Here Come the Spambots...

Paul R. Brown @ 2008-01-27T00:59:56Z

It didn't take long for someone (or something) to send the first comment spam:

some comment spam in the review display

It's interesting in that the spambot appears to choose the same pages as on other blogs and that either someone wrote a quick plugin for their spambot platform or has a bot that figures out what links and form fields mean.

(comment bubbles) 0 comments

Delete Me

Paul Brown @ 2007-06-01T01:55:00Z

Earlier in the week, I received an email from Ancestry.com informing me of how to change my password.
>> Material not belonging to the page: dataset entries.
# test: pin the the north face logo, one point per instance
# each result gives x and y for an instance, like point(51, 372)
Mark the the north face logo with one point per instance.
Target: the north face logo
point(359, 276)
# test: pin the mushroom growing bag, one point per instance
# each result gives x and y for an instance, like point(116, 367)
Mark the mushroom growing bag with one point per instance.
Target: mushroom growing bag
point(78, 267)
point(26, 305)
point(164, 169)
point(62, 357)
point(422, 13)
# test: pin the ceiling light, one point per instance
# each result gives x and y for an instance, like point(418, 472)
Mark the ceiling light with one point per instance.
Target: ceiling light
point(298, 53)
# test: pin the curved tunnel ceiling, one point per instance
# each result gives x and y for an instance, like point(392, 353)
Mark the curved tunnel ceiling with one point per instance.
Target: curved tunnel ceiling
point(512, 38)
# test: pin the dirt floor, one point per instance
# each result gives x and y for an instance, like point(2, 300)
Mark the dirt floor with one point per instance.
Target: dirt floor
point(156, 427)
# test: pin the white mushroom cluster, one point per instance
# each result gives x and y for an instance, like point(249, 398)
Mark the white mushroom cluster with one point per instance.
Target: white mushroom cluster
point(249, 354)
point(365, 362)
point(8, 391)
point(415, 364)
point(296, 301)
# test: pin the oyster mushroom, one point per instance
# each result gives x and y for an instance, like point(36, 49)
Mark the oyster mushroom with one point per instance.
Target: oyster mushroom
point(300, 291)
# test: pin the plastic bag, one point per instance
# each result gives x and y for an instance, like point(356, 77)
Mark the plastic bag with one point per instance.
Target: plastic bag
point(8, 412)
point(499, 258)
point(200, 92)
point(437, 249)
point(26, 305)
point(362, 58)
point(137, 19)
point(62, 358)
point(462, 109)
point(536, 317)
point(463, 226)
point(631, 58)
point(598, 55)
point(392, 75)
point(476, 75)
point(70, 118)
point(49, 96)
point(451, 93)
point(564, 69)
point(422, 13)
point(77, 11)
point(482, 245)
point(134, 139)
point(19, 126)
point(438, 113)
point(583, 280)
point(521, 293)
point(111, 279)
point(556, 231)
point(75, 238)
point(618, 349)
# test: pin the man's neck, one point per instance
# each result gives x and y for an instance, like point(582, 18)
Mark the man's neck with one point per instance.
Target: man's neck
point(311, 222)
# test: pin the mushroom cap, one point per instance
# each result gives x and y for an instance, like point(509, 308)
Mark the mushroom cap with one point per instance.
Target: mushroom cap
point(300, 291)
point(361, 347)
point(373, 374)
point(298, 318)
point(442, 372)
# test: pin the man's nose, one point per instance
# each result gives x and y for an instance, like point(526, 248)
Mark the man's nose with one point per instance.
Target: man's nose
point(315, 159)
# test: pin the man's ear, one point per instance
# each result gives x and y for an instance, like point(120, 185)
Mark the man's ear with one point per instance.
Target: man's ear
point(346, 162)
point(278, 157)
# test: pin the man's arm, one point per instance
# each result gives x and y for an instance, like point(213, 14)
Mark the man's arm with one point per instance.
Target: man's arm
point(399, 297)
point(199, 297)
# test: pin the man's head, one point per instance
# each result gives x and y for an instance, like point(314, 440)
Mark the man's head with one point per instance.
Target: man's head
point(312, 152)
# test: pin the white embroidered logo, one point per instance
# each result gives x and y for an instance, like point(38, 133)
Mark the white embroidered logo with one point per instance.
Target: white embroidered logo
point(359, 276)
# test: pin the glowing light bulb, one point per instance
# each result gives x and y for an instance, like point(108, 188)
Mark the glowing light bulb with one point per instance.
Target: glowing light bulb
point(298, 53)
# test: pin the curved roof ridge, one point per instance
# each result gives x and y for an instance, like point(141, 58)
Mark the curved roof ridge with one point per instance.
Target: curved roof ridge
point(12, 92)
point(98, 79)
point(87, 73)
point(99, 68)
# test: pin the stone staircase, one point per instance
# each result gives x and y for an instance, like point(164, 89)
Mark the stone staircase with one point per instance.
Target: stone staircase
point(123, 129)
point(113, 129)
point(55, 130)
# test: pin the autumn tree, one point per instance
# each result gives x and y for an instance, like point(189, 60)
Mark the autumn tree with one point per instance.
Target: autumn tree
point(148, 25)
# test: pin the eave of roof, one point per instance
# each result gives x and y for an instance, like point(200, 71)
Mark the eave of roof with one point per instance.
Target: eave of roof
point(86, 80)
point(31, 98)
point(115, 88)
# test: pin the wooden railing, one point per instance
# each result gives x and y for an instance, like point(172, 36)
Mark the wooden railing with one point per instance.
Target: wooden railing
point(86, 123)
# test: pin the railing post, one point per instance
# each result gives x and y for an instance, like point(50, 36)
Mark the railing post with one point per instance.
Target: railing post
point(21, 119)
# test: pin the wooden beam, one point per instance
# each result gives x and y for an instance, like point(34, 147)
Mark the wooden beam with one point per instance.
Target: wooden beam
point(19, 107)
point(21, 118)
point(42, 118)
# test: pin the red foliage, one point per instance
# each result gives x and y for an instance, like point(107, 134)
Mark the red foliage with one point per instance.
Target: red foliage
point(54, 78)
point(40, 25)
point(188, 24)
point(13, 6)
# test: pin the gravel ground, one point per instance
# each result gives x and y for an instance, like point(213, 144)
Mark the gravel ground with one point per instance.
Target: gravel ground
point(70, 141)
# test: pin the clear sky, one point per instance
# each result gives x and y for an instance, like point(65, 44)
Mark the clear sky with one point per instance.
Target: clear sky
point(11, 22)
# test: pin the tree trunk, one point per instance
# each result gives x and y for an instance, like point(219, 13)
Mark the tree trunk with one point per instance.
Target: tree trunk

This was of interest, since I'd never signed up on their site or even heard of them, and the company at least looks reputable enough that I doubt that they're artificially boosting their membership stats by shanghaiing people with guessable gmail addresses.

I poked around enough to find out how to turn off their marketing spam, but what I really want is a way to say "delete me" — remove any and all records of my personal information (including otherwise innocuous information like name and email address). Every app should have that functionality, but very few do.

(comment bubbles) 0 comments

Trackback Spam and iptables Recipes

Paul Brown @ 2007-03-23T02:46:06Z

It was interesting to read the conclusions in the Chen-Ma-Niu-Wang paper "Spam Double-Funnel: Connecting Web Spammers with Advertisers", specifically about how most of the page spam involves permissive content posting sites and a relatively small group of IP addresses. (There is also a NYT article about the paper.) It's similar to my experiences with trackback spam.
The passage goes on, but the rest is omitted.